Evaluated K8s-native backup solutions (Velero, Longhorn):
- **Velero**: Requires object storage backend, complex restore, doesn't handle databases well
- **Longhorn**: High overhead (replicas, snapshots in-cluster), no offsite by default
**Current approach wins** because:
- Leverages existing ZFS infrastructure (already running TrueNAS)
- Database-native backups (pg_dump/mysqldump) are battle-tested
- Simple restore procedures (documented runbooks)

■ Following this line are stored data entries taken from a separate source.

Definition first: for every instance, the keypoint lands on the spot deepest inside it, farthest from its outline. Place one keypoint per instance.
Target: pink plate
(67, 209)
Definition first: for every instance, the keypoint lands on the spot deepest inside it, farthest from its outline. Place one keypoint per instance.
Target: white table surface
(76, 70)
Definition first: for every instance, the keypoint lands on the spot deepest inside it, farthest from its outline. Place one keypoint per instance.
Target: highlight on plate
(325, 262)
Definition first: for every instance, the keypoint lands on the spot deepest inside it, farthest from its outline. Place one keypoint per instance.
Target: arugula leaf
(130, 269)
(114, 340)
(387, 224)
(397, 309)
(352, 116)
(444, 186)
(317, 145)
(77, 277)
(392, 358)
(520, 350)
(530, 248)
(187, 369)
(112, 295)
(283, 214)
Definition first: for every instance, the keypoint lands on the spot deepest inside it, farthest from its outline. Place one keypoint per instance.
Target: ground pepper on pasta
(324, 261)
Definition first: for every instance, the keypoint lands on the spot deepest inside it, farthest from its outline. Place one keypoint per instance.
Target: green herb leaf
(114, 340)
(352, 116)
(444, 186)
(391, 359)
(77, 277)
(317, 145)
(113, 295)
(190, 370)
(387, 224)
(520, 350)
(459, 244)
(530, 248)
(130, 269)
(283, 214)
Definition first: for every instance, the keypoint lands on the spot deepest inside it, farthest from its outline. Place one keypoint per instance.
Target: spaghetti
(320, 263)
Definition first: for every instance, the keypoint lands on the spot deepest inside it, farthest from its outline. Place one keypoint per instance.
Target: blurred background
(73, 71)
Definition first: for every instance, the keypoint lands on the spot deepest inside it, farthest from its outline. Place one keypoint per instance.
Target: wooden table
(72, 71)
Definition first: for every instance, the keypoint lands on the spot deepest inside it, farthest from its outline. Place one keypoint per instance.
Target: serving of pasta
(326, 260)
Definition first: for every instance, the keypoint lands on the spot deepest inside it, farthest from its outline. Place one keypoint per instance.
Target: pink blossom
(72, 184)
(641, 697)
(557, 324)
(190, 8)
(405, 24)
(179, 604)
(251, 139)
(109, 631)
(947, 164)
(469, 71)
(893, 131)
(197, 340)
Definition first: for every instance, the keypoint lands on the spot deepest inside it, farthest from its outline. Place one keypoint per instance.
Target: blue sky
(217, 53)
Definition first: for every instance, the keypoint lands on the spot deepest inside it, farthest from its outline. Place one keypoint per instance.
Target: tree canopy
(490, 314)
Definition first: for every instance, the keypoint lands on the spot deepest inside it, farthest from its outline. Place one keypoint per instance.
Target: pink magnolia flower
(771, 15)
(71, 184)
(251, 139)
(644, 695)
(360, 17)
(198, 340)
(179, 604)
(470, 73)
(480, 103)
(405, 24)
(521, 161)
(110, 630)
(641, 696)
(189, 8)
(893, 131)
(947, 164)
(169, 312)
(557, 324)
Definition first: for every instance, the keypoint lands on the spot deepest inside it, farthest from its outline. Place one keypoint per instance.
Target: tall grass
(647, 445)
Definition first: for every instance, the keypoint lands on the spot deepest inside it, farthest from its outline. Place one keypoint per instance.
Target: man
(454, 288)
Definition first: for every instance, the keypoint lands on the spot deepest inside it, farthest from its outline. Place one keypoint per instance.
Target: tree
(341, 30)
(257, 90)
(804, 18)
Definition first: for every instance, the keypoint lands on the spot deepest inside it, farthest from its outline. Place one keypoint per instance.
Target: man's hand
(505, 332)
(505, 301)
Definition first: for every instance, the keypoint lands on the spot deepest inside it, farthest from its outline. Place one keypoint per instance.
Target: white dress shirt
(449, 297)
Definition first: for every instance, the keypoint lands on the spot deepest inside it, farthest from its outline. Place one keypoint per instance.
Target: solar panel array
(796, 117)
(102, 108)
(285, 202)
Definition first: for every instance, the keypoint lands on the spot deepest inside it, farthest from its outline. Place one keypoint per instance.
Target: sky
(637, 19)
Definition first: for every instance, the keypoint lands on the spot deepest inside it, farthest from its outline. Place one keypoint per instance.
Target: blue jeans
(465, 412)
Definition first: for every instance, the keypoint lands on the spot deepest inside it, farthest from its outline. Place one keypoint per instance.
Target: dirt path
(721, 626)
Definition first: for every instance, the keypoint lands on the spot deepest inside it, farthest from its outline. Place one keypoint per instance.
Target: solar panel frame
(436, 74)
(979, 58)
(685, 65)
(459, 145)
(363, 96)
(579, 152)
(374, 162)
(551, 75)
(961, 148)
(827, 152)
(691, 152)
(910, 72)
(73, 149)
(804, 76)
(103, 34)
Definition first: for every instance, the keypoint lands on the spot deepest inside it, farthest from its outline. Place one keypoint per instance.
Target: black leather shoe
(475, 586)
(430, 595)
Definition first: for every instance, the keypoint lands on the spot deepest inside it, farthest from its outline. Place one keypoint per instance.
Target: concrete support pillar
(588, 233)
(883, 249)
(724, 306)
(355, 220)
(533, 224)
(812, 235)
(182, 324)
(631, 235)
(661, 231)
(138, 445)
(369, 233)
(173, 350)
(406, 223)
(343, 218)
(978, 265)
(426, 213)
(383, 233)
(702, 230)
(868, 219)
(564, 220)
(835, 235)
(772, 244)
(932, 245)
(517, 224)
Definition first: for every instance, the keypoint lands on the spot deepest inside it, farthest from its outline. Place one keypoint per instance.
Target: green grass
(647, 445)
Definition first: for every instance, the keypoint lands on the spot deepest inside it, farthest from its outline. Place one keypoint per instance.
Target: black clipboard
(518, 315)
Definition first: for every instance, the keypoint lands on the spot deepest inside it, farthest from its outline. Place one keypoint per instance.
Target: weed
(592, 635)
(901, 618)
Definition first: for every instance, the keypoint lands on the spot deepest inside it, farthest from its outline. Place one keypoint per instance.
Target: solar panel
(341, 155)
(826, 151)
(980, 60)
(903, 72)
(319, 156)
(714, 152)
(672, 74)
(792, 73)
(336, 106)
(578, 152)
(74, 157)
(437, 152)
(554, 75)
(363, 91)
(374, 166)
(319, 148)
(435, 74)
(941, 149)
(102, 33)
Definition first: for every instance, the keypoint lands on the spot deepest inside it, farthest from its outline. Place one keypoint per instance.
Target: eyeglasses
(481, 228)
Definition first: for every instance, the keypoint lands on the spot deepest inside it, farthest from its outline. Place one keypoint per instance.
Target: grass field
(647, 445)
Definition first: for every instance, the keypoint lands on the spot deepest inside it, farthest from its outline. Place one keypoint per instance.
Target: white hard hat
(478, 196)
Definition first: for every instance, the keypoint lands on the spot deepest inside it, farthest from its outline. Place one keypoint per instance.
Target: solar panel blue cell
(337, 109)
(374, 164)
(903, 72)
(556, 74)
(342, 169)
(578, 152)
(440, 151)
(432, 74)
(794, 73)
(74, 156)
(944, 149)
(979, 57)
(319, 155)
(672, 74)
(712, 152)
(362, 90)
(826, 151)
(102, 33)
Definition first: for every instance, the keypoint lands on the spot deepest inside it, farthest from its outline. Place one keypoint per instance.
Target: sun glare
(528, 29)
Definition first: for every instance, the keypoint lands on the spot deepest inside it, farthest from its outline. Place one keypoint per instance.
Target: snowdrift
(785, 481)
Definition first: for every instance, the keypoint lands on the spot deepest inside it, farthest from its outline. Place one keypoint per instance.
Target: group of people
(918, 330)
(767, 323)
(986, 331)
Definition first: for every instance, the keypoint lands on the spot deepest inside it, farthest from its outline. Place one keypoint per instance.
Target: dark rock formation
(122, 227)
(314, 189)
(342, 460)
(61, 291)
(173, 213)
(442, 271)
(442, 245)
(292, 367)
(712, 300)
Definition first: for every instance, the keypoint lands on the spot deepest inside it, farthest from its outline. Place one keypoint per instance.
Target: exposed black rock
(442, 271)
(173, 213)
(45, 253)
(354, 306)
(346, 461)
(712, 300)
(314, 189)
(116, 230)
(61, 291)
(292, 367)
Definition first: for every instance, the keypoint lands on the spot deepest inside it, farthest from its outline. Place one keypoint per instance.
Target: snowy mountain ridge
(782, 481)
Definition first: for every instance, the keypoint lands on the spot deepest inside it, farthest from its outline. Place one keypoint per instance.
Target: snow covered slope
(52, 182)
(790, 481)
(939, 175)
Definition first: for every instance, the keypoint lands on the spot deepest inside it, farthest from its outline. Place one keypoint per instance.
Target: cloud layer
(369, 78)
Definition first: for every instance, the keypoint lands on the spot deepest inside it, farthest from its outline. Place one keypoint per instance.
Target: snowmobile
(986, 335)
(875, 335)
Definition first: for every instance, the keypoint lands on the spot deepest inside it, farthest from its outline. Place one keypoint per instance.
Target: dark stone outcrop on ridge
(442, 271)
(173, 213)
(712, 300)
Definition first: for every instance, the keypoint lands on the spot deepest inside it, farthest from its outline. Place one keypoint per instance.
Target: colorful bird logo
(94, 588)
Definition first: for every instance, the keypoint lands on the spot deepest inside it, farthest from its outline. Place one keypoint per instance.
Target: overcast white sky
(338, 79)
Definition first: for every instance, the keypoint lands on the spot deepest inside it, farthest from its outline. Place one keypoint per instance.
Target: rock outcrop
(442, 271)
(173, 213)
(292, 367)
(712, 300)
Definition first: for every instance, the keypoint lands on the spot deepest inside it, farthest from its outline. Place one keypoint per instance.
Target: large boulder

### Why Hybrid Incremental + Full Sync?
**Incremental alone** is risky:
- Deleted files on source never deleted on destination
- Renamed paths create duplicates
- No cleanup of orphaned snapshots
**Full sync alone** is slow:
- 30-60 min per run
- High network/CPU on both ends
- 6h RPO 12h if a sync fails
**Hybrid approach**:
- Fast incremental every 6h (sub-minute runtime)
- Weekly full sync for cleanup (tolerates longer runtime)
### Why 6h Vaultwarden Backup vs Daily for Others?
Vaultwarden stores **password vault data** highest-value target:
- User creates 10 new passwords disaster 5h later daily backup loses all 10
- 6h RPO acceptable for password vaults (industry standard is 1-24h)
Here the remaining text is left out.